Freshman Herbert Endeley steps over the ball as University of Notre Dame sophomore Mohamed Omar follows Sept. 17 at Bill Armstrong Stadium. Endeley scored the equalizing goal for IU in the second-half of the match. Sam House

IU men’s soccer coach Todd Yeagley couldn’t bear it anymore. With two minutes left in the second overtime period against the University of Notre Dame, Yeagley, with his hands clasped over his head, retreated away from his coaching staff and sat down on the bench.

For the 24th time on Tuesday night, Yeagley looked on as his team failed to put the ball in the back of the net again.

“To generate 25 shots against a good Notre Dame team is a positive,” Yeagley said. “But it’s a bit disappointing in the locker room because you feel like you did enough to win the game.”

The offensive frustrations for the Hoosiers haven’t been simply a case of bad luck, either.
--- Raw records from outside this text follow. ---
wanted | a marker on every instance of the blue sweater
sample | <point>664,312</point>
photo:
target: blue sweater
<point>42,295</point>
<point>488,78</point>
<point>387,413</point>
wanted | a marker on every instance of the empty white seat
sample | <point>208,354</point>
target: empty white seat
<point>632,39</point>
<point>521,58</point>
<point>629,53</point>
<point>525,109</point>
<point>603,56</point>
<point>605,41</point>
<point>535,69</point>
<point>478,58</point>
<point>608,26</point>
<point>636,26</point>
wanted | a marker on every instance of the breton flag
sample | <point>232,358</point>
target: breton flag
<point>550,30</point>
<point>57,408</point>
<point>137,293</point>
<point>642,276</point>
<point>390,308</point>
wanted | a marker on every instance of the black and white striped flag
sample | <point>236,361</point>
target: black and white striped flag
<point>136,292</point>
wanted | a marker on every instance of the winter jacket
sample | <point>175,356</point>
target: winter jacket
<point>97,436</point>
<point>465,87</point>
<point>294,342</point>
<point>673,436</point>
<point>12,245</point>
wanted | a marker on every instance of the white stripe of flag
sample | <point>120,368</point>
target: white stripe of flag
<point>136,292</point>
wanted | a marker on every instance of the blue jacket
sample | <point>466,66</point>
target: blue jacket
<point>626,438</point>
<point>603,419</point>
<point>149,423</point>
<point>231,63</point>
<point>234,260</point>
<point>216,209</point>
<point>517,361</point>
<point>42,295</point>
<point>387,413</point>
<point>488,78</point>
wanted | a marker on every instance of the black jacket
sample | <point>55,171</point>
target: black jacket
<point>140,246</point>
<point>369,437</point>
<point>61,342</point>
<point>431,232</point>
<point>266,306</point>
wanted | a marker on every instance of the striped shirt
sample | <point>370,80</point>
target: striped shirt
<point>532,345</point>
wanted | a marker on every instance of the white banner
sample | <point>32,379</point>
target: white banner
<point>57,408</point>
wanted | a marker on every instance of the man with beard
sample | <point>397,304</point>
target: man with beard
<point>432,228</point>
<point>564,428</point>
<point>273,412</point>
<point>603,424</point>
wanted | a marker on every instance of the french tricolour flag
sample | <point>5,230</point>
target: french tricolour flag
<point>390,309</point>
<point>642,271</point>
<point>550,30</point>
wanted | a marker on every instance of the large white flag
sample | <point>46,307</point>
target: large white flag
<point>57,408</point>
Whether it was Tuesday night’s match that saw IU net just one of its 25 shot attempts, or its previous match against Seattle University which included six second-half shots that weren’t scored, IU’s offensive woes stood in the way of its fourth win.

“We expect to win every game,” IU junior defender A.J. Palazzolo said. “And when we dominate in shots like that, it’s tough coming out of here without a win.”

It’s not a coincidence that the Hoosiers have played in five straight overtime games to open their season. Too many squandered goal-scoring opportunities provided opposing teams the chance to keep games within reach, even with IU dominating much of them.

However, the late-game offensive drama can either be viewed as a negative that might hinder IU for the rest of the season, or it can be seen as a positive building block that will only get better with time. 

“To me, it’s all about the performance and improvements we’re making,” Yeagley said.

With a team bereft of much of its offensive playmakers from last year, it was clear the Hoosiers would have to turn elsewhere for production this season. 

Even with IU freshmen forwards Herbert Endeley and Joshua Penn leading the frontline, experience is something that can’t be taught. 

Fans and critics alike knew there would likely be growing pains offensively to begin the season, but with five games now under its belt, and Big Ten play right around the corner, IU benefited greatly from the extra minutes played, even with all the missed shots.

“Every situation they get is real, it’s not a training exercise,” Yeagley said.

With any inexperienced team, the volume of shots that IU is taking is bound to lead to a scoring outburst at some point.

Perhaps No. 4 IU’s tie with No. 16 Notre Dame can be chalked up as two good teams playing a fundamentally sound match, or maybe it’s a precursor of what’s to come.

Whichever direction IU’s offense goes might very well determine the direction of its season.